The proliferation of chat apps like Facebook Messenger, What’s App and WeChat has created new territory for journalists and news organizations. Valerie Belair-Gagnon, who joins SJMC as an assistant professor in journalism studies this fall, regards chat apps as the modern day foreign correspondents’ club – a place to share news and a place for journalists to connect with people during crises, disasters and political unrest.
Belair-Gagnon is currently executive director and research scholar at the Yale Information Society Project and a research fellow for the Tow Center for Digital Journalism at Columbia University. Her work, which intersects media sociology, news production and emerging media, puts her on the forefront of research on the journalistic implications of these new frontiers. As social media play an increasingly important role in newsgathering and production, Belair-Gagnon said more research must examine practices and ethics of using such technology as reporting tools.
“I am looking at the ways in which journalistic norms and practices, such as objectivity and verification change with emerging technology,” Belair-Gagnon said. “The growing integration of data into journalism leads to different kinds of news production, forms, content and distribution.”
Most recently, Belair-Gagnon and her co-researchers at the Tow Center interviewed journalists who made extensive and pioneering use of chat apps during instances of political unrest. In those cases, journalists followed events in real-time, developed sources to interview and engaged with participants and audiences via chat apps. This work builds on her book on how BBC News integrated social media into its international crisis reporting.
“We are developing a typology of old and new spaces of reporting – from coffee shops to WeChat – in which journalists perform their roles as observers and chroniclers of major crises,” Belair-Gagnon said.
Belair-Gagnon plans to write a series of articles and a book chapter based on the research. She has presented her work in lectures and at conferences around the world, including the recent International Journalism Festival in Perugia, Italy.

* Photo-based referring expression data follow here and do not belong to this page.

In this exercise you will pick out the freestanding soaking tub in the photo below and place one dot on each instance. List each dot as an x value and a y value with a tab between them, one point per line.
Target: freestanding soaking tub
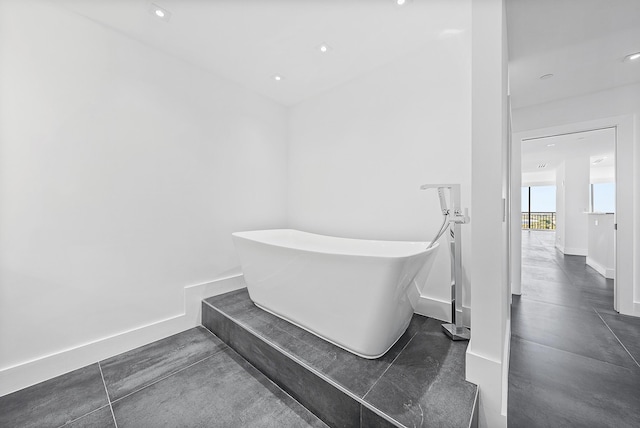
357	294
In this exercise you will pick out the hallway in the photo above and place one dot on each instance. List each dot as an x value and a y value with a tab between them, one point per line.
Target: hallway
574	360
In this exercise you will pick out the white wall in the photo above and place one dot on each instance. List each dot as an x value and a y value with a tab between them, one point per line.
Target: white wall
487	358
359	153
123	172
572	202
560	207
618	107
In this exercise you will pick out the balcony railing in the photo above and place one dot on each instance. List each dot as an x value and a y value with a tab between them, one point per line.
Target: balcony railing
539	221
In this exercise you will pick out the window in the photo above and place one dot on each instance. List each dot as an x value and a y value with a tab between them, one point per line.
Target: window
603	197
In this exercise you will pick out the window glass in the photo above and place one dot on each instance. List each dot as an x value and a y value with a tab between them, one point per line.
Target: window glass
604	197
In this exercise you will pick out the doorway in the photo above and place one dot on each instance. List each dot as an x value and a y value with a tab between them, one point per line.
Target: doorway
622	126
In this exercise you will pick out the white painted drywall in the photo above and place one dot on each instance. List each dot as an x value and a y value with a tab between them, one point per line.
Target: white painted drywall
487	358
123	172
619	107
359	153
560	207
572	202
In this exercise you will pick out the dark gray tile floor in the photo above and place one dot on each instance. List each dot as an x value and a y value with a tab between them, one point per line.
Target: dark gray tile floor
191	379
419	382
574	360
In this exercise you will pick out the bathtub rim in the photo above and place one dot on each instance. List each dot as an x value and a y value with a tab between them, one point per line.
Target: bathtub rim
424	244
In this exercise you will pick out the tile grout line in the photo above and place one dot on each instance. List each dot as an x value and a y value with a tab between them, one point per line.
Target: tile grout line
389	366
80	417
104	383
168	376
569	352
614	335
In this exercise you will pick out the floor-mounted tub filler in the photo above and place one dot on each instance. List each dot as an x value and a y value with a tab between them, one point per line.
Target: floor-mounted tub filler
455	329
357	294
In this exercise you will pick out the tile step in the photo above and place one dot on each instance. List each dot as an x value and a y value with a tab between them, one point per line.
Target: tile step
419	382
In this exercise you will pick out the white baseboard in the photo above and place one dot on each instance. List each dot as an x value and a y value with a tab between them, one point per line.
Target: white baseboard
488	374
574	251
434	308
604	271
49	366
441	310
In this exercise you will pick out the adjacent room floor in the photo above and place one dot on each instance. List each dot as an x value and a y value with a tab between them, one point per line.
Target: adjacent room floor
574	360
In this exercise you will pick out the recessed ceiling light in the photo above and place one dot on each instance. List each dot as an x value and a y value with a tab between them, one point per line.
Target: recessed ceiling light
324	48
632	57
597	161
159	12
449	32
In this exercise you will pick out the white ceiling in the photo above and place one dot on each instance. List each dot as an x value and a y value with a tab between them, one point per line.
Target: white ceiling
552	151
581	42
251	41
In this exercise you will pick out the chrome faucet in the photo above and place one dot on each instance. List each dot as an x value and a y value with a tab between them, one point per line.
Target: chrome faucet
455	330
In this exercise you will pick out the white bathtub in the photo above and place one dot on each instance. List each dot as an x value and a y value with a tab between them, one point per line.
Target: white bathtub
356	294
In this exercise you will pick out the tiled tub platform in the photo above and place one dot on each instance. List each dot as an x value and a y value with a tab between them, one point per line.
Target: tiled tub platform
418	383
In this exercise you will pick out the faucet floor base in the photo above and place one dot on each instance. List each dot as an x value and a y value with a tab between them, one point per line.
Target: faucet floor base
456	333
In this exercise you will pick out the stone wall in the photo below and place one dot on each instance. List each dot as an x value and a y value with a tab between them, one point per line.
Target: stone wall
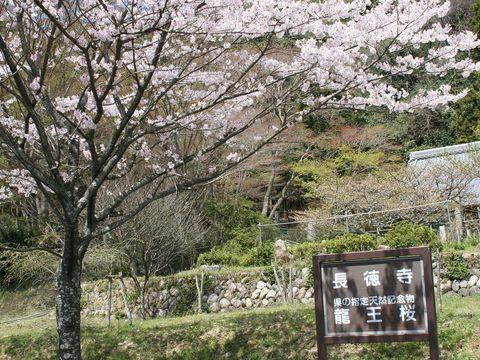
177	295
467	287
223	291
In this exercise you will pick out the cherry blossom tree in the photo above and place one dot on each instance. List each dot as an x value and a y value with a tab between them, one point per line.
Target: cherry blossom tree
94	91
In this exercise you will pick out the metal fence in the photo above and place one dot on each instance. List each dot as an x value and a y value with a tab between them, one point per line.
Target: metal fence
446	217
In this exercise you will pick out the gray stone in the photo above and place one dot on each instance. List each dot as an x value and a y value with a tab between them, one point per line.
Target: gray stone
455	285
271	294
463	292
236	303
228	295
215	307
474	291
446	286
224	303
231	287
256	294
301	293
212	298
261	285
451	294
174	291
263	293
309	293
473	280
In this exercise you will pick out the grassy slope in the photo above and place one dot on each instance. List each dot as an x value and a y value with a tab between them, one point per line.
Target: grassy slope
272	333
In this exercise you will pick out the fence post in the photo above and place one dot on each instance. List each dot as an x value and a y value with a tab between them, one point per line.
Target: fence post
259	233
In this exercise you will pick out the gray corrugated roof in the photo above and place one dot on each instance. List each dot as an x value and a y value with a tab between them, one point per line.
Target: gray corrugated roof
443	151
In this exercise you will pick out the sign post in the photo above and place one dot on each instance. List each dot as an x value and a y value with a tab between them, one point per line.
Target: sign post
375	296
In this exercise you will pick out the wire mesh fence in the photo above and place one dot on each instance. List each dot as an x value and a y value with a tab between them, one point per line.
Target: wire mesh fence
445	217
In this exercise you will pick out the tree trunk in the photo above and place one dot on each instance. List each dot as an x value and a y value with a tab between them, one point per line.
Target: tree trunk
268	192
67	301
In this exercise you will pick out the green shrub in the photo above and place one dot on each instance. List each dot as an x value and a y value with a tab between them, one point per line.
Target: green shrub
340	244
407	234
261	255
455	267
351	243
228	254
228	219
186	299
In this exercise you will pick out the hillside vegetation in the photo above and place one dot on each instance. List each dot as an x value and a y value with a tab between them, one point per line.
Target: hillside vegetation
272	333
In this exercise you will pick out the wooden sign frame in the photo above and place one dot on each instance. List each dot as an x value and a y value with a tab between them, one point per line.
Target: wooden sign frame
430	335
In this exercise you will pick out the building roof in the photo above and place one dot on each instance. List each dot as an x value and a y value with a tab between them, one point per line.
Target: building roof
444	151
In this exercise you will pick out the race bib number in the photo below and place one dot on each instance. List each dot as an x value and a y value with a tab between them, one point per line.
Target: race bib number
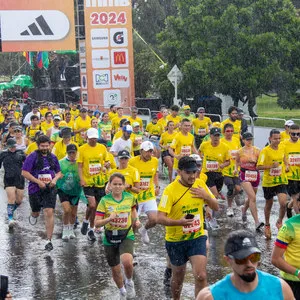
94	169
46	178
186	150
120	221
193	227
145	183
276	171
251	176
212	165
294	159
202	131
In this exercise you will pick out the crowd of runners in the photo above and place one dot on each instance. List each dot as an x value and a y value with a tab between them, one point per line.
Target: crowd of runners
114	164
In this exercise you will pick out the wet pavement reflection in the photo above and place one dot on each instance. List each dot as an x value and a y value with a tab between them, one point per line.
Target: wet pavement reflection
77	269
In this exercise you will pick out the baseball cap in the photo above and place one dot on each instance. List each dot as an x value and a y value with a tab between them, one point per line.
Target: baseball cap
215	131
247	136
187	164
241	244
289	123
92	133
146	146
127	128
71	148
123	154
10	143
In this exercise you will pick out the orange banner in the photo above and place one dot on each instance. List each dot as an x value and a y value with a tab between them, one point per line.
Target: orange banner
109	53
37	25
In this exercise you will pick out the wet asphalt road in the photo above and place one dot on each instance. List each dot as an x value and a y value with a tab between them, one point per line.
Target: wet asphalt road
77	269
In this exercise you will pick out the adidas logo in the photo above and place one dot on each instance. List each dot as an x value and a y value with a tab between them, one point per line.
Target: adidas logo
38	27
107	3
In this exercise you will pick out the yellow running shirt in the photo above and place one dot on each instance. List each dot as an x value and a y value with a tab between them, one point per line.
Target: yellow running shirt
273	176
147	171
234	147
186	205
201	127
213	156
182	145
292	154
93	159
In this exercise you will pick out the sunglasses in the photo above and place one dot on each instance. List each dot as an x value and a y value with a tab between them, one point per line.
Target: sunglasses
254	258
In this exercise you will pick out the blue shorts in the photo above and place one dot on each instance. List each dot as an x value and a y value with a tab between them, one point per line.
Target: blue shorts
180	252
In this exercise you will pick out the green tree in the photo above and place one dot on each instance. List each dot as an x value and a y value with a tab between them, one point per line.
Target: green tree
240	48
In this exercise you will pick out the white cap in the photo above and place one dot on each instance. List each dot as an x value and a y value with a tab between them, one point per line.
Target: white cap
92	133
146	146
289	123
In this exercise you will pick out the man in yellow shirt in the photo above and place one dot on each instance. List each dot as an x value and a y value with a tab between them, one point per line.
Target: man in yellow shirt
92	164
147	165
181	211
271	161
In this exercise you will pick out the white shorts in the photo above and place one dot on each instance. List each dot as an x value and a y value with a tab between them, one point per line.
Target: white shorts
147	206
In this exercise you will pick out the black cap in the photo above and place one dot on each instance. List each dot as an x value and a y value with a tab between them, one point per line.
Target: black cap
123	154
187	164
247	136
215	131
240	244
10	143
71	148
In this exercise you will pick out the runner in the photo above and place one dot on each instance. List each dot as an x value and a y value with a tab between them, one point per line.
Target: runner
69	191
292	154
271	160
42	169
147	165
245	282
246	160
165	142
181	211
117	212
12	161
92	164
231	179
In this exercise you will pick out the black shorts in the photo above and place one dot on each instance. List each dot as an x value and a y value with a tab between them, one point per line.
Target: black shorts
17	182
92	191
270	192
113	253
63	197
180	252
215	179
43	199
293	187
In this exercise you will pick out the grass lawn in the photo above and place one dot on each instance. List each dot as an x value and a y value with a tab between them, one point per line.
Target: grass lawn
267	107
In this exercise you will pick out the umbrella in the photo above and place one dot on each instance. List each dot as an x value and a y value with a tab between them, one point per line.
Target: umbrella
6	85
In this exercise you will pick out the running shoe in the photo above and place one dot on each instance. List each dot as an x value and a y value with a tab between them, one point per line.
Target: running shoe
91	236
144	234
130	290
84	228
48	245
268	233
230	212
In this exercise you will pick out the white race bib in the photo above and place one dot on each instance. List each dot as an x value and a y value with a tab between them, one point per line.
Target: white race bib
194	227
185	150
250	176
94	169
46	178
276	171
212	165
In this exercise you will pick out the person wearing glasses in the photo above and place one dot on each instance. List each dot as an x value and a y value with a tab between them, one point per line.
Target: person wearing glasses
246	281
292	156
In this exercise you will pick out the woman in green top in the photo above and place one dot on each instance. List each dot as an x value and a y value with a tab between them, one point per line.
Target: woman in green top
117	212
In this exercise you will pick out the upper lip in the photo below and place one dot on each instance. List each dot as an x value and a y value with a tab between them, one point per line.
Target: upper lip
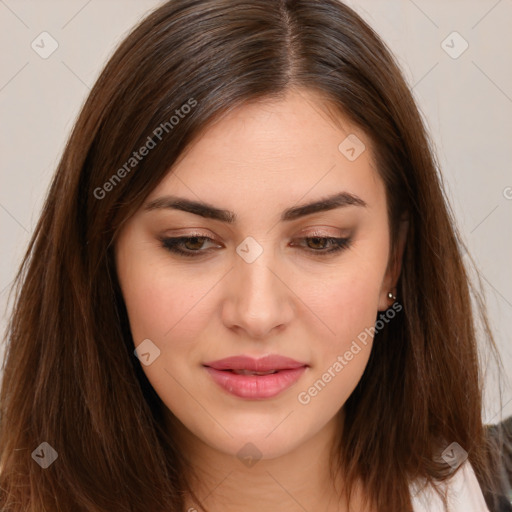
263	364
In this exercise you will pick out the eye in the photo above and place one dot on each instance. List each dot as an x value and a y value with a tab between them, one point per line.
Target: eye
320	243
193	246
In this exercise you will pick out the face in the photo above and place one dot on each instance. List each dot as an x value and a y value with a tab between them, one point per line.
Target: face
270	278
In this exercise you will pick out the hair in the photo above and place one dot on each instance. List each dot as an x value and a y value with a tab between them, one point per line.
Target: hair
71	378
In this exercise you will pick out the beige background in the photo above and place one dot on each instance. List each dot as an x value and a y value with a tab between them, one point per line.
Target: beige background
466	101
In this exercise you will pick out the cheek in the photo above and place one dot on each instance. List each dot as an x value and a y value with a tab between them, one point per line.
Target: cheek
165	305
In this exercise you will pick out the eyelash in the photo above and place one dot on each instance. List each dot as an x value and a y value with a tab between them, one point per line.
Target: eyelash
172	245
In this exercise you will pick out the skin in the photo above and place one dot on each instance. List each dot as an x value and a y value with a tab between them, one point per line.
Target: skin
257	161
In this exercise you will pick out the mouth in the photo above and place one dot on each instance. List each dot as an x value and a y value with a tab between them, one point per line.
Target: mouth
256	379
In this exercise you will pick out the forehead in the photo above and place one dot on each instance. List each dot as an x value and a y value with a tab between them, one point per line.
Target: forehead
273	151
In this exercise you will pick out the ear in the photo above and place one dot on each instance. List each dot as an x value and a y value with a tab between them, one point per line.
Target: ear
394	267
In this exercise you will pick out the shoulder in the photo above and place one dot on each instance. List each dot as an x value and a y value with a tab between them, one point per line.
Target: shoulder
463	493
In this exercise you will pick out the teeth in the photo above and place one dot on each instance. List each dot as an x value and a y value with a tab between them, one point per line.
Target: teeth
249	372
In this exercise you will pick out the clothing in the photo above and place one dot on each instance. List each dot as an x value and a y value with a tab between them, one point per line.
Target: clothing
464	494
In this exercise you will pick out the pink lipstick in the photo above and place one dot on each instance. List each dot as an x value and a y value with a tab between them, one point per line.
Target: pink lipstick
255	379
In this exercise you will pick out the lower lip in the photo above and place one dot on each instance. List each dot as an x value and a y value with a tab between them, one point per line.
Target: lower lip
256	386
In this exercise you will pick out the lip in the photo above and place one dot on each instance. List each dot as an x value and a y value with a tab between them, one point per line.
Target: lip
255	387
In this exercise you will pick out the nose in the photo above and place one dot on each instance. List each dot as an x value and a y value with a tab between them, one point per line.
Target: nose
258	298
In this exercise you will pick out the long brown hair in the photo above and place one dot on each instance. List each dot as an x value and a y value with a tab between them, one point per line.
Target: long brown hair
70	376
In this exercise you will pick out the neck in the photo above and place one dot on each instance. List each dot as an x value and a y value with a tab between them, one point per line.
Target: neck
296	481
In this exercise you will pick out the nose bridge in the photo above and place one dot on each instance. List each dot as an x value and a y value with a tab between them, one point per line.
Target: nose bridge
259	297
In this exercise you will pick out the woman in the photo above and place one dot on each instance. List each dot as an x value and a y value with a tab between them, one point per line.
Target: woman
245	291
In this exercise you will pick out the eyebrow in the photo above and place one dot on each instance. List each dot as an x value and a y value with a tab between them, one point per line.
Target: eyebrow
206	210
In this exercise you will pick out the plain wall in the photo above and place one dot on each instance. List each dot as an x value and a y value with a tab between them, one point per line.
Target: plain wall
466	101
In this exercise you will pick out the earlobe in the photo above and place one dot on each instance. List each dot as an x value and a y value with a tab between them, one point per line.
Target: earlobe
388	293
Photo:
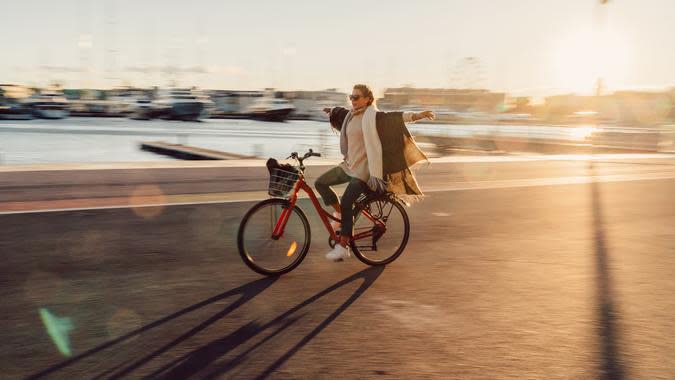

Her teaching experience includes graduate-level courses in big data and global media, media law and policy at Yale Law School, as well as undergraduate courses at City University London and Université de Montréal.
At SJMC, Belair-Gagnon will teach Mass Media and Popular Culture (JOUR 3745) and New Media and Culture (JOUR 3751). Her research will give students a bird’s eye view of the latest industry trends and best practices for the use of emerging technology in the gathering and production of news.
“I can have conversations with journalists in news organizations I am studying and share my results,” Belair-Gagnon said. “That can have an impact on journalistic practices and implications for students who are thinking about practicing journalism.”